Name: Bjarn, Borris, and Baerd
Campaign: The Great Tower of Oldechi
We’re only at B and I’m already cheating, but I felt I really needed to discuss all of these characters together. All three of these characters were dwarves in the same campaign, run by the same player:
- Bjarn, dwarven fighter. Those three words tell you most of what you need to known about the character. He didn’t last long enough to really leave his mark on the campaign.
- Baerd, dwarven fighter/runepriest. Beard was amazing at getting into trouble willingly and surviving it, usually through steady and high but not massive damage. His character life has a defined beginning and end as he only existed during the gaiden, but considering how he complained about his build at every opportunity I don’t think he minded.
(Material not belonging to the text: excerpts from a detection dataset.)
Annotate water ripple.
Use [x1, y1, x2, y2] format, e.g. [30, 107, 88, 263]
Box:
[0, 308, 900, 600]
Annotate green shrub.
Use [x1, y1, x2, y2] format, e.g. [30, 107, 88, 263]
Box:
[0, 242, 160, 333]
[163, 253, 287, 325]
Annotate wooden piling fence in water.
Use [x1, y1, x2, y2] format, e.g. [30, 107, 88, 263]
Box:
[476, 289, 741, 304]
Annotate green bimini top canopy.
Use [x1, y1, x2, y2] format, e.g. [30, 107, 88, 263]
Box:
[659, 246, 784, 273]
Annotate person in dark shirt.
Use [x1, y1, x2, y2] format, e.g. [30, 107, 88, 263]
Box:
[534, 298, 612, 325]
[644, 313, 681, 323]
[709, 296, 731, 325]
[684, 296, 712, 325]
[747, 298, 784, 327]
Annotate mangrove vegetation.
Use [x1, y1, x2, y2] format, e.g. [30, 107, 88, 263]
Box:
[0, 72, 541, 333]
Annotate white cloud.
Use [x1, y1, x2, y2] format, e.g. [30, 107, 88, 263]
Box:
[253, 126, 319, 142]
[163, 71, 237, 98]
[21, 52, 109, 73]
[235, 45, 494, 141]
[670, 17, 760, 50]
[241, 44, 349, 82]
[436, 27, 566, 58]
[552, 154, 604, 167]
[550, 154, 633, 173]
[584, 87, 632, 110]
- Borris, dwarven ???. Borris started off as a warlock, but changed powers and classes pretty much every level. This wasn’t a simple retraining as allowed by 4E. This was a completely new build, often with different reskinning, just about every time he could get away with it. When I asked his player about it, he said it was a test to see if the other players paid enough attention to the character to notice any changes. This went over as well as expected.
Obviously I had some trouble with the dwarves; I don’t subscribe to the same power-first style of play, I don’t like players keeping things hidden from the DM, and I don’t like dwarves at all really. But all three of them had backstory and personality in a way most of the characters in the beginning of the campaign didn’t, and they contributed to the group instead of trying to make the game all about them. Their worldviews were consistent, they solved problems for other characters instead of creating them, and they functioned correctly in a system the rest of the table was still figuring out.
Borris most affected my gaming style, in that he (along with Barl, who was also on the shortlist for this letter) finally convinced me that players keeping secrets from each other was a bad idea. Characters keeping secrets is fine depending on the purpose and the campaign tone, but now I ask that players be up front with each other. When a player tries to hide something from another player, there’s competition in an ostensibly cooperative game. When the players are both in on it, they can tell a much more interesting story around making sure it stays a secret.
None of the dwarves had satisfying conclusions to their arcs because Bjarn and Borris both left the party well before the campaign ended. I assume they died offscreen. Beard did complete his quest and survive, so I suppose he had one of those “and the adventure continues” endings and went on to have many exciting encounters, griping about how his healing powers didn’t contribute to his damage.